The Tiffen variable ND filter is a unique, versatile and flexible tool, affording you the convenience of using several neutral density filters all in one product
The Tiffen variable ND filter is a unique, versatile and flexible tool, affording you the convenience of using several neutral density filters, all in one product. Primarily used as a photographic tool for controlling depth of field and exposure, the variable ND is being sought in the video market as well because it is fast, easy to use, small, lightweight and does not require additional accessories such as a matte box.
Why use a Variable ND Filter?
Neutral density filters reduce the amount of light going through the lens and into your camera. By reducing the light you are able to achieve the following:
• Allows the use of slower shutter speeds, with high speed films or digital cameras, to record movement/image blur in subjects such as waterfalls, clouds or any fast moving subject
• Gives you full control over your depth of field. You are able to decrease depth of field by using wider apertures, which helps separate subjects from their background (subject matter in focus while your background is blurred)
• Allows you to shoot high speed film (above ISO 400) in bright outdoor situations by reducing effective ISO
• Enables cine and video cameras (which have fixed shutter speeds) to film subjects such as snow, sand or other bright scenes which could cause overexposure
The Tiffen variable ND filter operates on the same principle as a Circular Polarizer – rotate until you reach your desired effect and shoot. It allows you to have continuous control over the amount of light coming through your lens in an approximate range of 2 (ND 0.6) to 8 (ND 2.4) stops – while maintaining the integrity of your image.

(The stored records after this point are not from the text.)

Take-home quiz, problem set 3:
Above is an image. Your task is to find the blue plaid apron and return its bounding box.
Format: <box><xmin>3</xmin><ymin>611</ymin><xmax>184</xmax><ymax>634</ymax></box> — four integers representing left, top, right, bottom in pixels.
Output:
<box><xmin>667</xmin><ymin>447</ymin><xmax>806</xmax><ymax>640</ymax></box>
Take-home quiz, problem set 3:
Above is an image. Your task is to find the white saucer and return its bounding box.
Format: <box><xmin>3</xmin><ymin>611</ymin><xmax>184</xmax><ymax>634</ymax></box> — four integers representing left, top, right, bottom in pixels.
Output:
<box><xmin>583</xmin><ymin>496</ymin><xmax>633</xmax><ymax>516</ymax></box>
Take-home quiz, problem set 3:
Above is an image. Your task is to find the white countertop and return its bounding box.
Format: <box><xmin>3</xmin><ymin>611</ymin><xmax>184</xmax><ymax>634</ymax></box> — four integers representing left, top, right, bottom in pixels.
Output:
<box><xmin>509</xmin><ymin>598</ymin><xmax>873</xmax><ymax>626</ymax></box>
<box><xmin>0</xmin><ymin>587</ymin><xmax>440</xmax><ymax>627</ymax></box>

Note: The evenly spaced indexing marks between MIN and MAX do not represent calibrated stops. They are for reference only, to be used as a density bench-mark to return to a previous setting.
How do I use the Tiffen variable ND Filter?
Mount the Tiffen variable ND to the front of the lens and set to the “MIN” (lightest) density. Frame and focus as usual on the minimum density setting. Sometimes your lens may not focus properly on a heavier (darker) density. If this occurs, focus at the “MIN” density setting, then turn off Auto Focus (set on Full Manual Mode) and turn the ring to the desired density. The heavier the density, the slower your shutter speed will be. This longer exposure allows the shutter to remain open long enough to record the same amount of light. For example, when shooting outdoors your camera’s shutter speed may be set at 1/500 at f8 with no variable ND on the lens. By adding a variable ND filter to your lens and setting it at the minimum density (2 stops) the shutter speed is now 1/125 at f8 and at maximum density (8 stops) your camera’s shutter speed would be ½ second at f8. This could be converted into even slower equivalent exposure by reducing the lens aperture - 1 second at f11, or 2 seconds at f16, or 4 seconds at f22.
• With the Tiffen variable ND filter mounted to the camera lens, reset the ISO to the lowest setting especially if you are trying to achieve image blur. This will give you longer exposure times and minimize noise.
• Rotate the ring to the MIN density setting. Focus your image. Once you have grabbed focus, turn OFF your Auto Focus and set to Full Manual Mode.
• The camera’s internal exposure meter will not be completely accurate when determining the exact exposure when using a variable ND at high density values; however, the reading it gives you will be relatively close. When using a DSLR in the manual mode, the histogram will give you more control of your exposure.
• Now you have your image in focus, you’ve turned off the Auto Focus and set your camera on manual mode, and based upon your internal exposure meter you have turned the ring to a setting that you think will give you the result you’re looking for — for example, f8 with an exposure time of 1/15 seconds — take a test shot.
• If the image appears overexposed, then reduce your exposure time or reduce your aperture, depending on whether or not you want to affect your depth of field (changing your aperture changes your depth of field). By the same token, if the image is underexposed, open up the aperture or increase the exposure time. With some practice, you should be able to go from that initial test shot to an actual usable image within two or three attempts
• When using a film camera, bracket first and record your exposures. The indexing on the outer ring will prove useful; however keep in mind these marks are not calibrated to specific densities
Only use the variable ND within its recommended 2 to 8 stop range. If you go beyond the “MAX”, you may experience an uneven exposure or colour shift that appears as an “X bar” in the image. This is more common when using higher densities on full frame cameras; however, can be experienced on any camera. This is a common issue– it’s the law of physics when combining two polarizing filters; however, this issue can be eliminated. First, adjust your focal length and then reduce the density (stop value) setting by rotating the filter ring until the color shift disappears.
The Tiffen variable ND has a thin profile with a wider outer ring to help eliminate vignetting when using wide lenses. However, due to the vast number of combinations of cameras, lenses, sensors and other factors, we can NOT predict under what circumstances vignetting will occur and to what degree. We suggest simply adjusting your focal length, position and/or composition to remove the vignetting—use your digital camera’s display for reference.